Submitted by
Assigned_Reviewer_5
Q1: Comments to author(s).
First provide a summary of the paper, and then address the following
criteria: Quality, clarity, originality and significance. (For detailed
reviewing guidelines, see
http://nips.cc/PaperInformation/ReviewerInstructions)
This paper proposes several approaches to sample from
a Gibbs distribution over a discrete space by solving randomly perturbed
combinatorial optimization problems (MAP inference) over the same space.

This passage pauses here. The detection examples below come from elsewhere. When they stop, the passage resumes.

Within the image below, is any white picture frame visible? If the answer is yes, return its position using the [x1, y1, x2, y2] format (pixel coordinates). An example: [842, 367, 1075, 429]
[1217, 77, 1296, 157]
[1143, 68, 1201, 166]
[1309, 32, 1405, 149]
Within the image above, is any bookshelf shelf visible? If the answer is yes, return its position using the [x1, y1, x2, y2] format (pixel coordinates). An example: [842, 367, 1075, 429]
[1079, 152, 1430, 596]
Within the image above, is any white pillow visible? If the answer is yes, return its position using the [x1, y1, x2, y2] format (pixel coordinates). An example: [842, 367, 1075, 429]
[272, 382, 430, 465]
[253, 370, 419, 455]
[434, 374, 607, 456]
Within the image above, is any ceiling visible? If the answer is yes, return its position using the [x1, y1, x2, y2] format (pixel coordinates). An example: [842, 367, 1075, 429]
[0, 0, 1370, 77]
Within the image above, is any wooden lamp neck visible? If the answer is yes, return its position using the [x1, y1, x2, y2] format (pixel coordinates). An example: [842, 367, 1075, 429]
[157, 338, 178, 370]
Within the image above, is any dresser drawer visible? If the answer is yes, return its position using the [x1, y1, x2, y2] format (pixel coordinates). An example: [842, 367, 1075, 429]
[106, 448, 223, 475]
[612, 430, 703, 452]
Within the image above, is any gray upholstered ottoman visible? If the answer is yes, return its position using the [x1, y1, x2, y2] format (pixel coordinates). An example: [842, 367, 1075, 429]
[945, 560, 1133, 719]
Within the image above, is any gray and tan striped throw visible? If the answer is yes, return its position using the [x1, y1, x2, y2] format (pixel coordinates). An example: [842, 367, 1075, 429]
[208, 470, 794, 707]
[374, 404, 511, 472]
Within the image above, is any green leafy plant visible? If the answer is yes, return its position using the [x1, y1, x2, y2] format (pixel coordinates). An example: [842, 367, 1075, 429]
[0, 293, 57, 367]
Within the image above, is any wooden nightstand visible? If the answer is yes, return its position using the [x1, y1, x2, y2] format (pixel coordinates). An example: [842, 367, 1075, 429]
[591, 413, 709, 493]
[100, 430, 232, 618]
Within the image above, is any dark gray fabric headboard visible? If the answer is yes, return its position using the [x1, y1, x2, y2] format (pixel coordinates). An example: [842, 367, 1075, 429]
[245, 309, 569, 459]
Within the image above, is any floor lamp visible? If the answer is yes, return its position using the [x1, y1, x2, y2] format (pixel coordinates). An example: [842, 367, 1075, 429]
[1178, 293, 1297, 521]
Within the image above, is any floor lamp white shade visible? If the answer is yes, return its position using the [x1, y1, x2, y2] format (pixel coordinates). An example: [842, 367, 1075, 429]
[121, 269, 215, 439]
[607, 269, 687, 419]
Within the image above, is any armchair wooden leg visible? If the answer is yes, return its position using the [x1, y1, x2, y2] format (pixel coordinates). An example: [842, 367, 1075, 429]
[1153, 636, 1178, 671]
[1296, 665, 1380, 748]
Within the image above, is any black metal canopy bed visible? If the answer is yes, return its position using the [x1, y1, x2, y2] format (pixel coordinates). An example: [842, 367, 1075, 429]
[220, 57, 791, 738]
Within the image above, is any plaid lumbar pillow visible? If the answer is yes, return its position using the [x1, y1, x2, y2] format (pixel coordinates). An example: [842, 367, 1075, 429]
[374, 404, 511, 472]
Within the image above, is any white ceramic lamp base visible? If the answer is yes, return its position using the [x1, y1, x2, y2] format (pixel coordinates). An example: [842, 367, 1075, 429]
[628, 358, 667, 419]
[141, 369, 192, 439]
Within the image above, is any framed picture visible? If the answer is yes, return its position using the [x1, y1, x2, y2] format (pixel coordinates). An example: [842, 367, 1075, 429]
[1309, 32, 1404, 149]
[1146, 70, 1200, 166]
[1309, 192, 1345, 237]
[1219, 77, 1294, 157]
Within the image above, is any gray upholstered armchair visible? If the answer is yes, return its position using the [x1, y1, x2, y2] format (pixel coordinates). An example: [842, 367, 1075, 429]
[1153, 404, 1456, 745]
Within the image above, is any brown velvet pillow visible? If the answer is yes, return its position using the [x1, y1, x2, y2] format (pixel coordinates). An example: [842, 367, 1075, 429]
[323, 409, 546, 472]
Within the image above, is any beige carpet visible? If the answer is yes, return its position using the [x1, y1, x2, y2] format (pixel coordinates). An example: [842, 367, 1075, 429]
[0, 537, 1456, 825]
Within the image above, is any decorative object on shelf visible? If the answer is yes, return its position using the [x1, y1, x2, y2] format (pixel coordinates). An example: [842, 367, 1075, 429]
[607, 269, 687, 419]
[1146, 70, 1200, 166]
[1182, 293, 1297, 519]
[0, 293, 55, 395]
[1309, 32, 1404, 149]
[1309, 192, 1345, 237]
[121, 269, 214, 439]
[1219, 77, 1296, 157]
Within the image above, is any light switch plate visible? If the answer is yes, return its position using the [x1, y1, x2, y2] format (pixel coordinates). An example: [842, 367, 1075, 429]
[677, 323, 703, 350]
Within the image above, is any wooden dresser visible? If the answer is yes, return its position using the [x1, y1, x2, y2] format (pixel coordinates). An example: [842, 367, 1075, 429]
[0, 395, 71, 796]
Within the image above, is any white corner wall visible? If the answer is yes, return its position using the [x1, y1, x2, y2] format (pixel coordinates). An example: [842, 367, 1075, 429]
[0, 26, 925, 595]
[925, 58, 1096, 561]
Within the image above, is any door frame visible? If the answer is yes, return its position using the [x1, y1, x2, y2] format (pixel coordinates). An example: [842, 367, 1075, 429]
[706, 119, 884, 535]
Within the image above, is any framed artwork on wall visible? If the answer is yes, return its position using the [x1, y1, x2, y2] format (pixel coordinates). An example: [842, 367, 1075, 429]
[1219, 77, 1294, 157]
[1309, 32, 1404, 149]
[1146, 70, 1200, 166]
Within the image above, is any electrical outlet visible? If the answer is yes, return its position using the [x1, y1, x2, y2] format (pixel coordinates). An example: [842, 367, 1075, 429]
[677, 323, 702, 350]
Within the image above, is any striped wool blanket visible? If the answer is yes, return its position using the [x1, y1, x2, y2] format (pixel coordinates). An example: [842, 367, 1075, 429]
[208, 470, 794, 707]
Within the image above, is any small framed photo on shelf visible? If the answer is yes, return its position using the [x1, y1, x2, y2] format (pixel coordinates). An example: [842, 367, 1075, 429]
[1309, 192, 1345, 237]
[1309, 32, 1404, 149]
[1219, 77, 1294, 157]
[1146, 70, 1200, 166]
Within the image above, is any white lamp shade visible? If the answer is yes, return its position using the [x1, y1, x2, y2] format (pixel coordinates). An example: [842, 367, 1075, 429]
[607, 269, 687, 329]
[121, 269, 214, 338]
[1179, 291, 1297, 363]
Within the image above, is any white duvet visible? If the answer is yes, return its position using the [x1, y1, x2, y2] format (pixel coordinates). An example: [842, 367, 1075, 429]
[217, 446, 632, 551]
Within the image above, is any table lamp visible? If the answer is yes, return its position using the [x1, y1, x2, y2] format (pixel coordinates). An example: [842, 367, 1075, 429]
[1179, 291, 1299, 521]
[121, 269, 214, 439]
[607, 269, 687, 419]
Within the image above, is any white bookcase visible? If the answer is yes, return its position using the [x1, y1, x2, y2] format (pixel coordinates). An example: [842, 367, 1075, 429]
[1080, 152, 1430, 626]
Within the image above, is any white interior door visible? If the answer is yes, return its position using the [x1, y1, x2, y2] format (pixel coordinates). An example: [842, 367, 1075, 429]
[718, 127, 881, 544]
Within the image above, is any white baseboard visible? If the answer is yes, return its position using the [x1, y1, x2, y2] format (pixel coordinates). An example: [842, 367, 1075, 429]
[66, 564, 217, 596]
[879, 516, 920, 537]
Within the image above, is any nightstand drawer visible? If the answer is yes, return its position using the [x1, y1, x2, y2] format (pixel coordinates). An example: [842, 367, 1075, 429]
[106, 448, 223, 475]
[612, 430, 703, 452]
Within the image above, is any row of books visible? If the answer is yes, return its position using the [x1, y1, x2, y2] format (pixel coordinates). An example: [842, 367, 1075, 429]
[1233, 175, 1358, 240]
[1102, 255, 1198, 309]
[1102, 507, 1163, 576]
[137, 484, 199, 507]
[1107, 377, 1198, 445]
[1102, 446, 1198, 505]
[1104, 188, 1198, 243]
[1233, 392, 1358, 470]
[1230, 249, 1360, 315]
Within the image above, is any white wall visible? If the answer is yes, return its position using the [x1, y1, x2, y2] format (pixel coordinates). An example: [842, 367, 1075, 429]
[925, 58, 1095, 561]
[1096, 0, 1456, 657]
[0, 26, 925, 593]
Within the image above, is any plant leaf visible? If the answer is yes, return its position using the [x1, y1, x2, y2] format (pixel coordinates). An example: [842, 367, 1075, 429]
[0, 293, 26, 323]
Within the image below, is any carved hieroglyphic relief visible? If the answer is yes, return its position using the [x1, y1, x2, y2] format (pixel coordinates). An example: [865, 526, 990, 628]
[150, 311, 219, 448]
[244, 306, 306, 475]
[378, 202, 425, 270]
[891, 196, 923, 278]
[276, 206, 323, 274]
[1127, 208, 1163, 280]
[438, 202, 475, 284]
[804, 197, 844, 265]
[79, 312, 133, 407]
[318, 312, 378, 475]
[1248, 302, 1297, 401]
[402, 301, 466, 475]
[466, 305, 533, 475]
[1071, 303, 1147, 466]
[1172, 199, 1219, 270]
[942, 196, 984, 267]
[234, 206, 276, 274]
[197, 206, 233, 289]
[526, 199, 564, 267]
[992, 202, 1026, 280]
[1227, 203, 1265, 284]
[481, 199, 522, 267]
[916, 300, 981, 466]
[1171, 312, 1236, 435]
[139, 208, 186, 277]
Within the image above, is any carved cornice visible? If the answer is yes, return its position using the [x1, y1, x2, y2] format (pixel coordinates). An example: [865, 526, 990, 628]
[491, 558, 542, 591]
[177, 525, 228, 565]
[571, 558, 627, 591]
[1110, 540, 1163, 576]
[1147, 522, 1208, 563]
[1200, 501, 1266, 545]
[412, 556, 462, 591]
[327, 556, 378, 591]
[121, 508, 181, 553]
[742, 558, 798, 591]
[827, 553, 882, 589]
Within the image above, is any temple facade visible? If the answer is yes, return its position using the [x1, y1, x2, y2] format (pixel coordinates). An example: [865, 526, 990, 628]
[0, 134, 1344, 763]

The starting point is a known result [5] that allows to do sampling (in
principle, using high dimensional perturbations with exponential
complexity) by solving a single optimization problem. In this paper they
propose to 1) use more efficient lowdimensional random perturbations
to do approximate sampling (with probabilistic accuracy guarantees on tree
structured models) 2) estimate (conditional) marginals using ratios of
partition function estimates, and sequentially sample variables. They
propose a clever rejection strategy based on self reduction that
guarantees unbiasedness of the samples. Lowdimensional perturbations
are also used heuristically on loopy graphs, showing some promising
empirical results on Ising models and for an image segmentation problem.
New lower bounds on the partition function are also derived and evaluated
on Ising grids, showing improvements over variational bounds when
interactions are strong.
Sampling is a fundamental problem with
lots of applications, so this paper is definitely very relevant for NIPS.
This direction of using random perturbations and MAP inference is as far
as I know novel and very different from traditional MCMC sampling. I think
there is a potential for this type of approach, especially for
probabilistic models with hard dependencies that are notoriously hard for
MCMC. I also like the fact that MAP inference is used as a black box, so
that future improvements on MAP solvers would directly translate into
better sampling methods.
This is an interesting paper making a
step forward towards understanding MAP inference with random
perturbations, but I feel there is still a significant gap between theory
and practice. The theory on low dimensional perturbations (section 3) only
works for trees, so it's not really useful in practice (it can be done by
dynamic programming). Low dimensional perturbations are then used
heuristically on loopy models showing some good empirical results, but
without any guarantee (not even asymptotically), which is undesirable. On
the other hand the rejection sampler (section 4) is shown to work in
theory but not really evaluated in practice.
The paper is
generally well written and easy to read. The intuitive idea is clear, and
the mathematical formalization is also good except for a few minor things
(see below)
The idea of casting the averaging of multiple MAP
queries into a single one is clear. Is there an advantage (computational
or statistical) in using the extended model to do the averaging in a
single run over collecting multiple (independent) samples perturbing the
original model and then averaging them (this seems to be what is done in
the experiments)? Since the graphical model is extended creating
multiple copies of the variables, which “copy” do you propose to use as a
sample?
I like the approach in section 4. The selfreduction and
rejection strategy is clever. One issue that is not addressed is how to
compute the expectations (line 1 in the pseudocode). Do you have any
concentration results on those expectations (like end of section 2)? can
you estimate them with high probability using a small number of samples?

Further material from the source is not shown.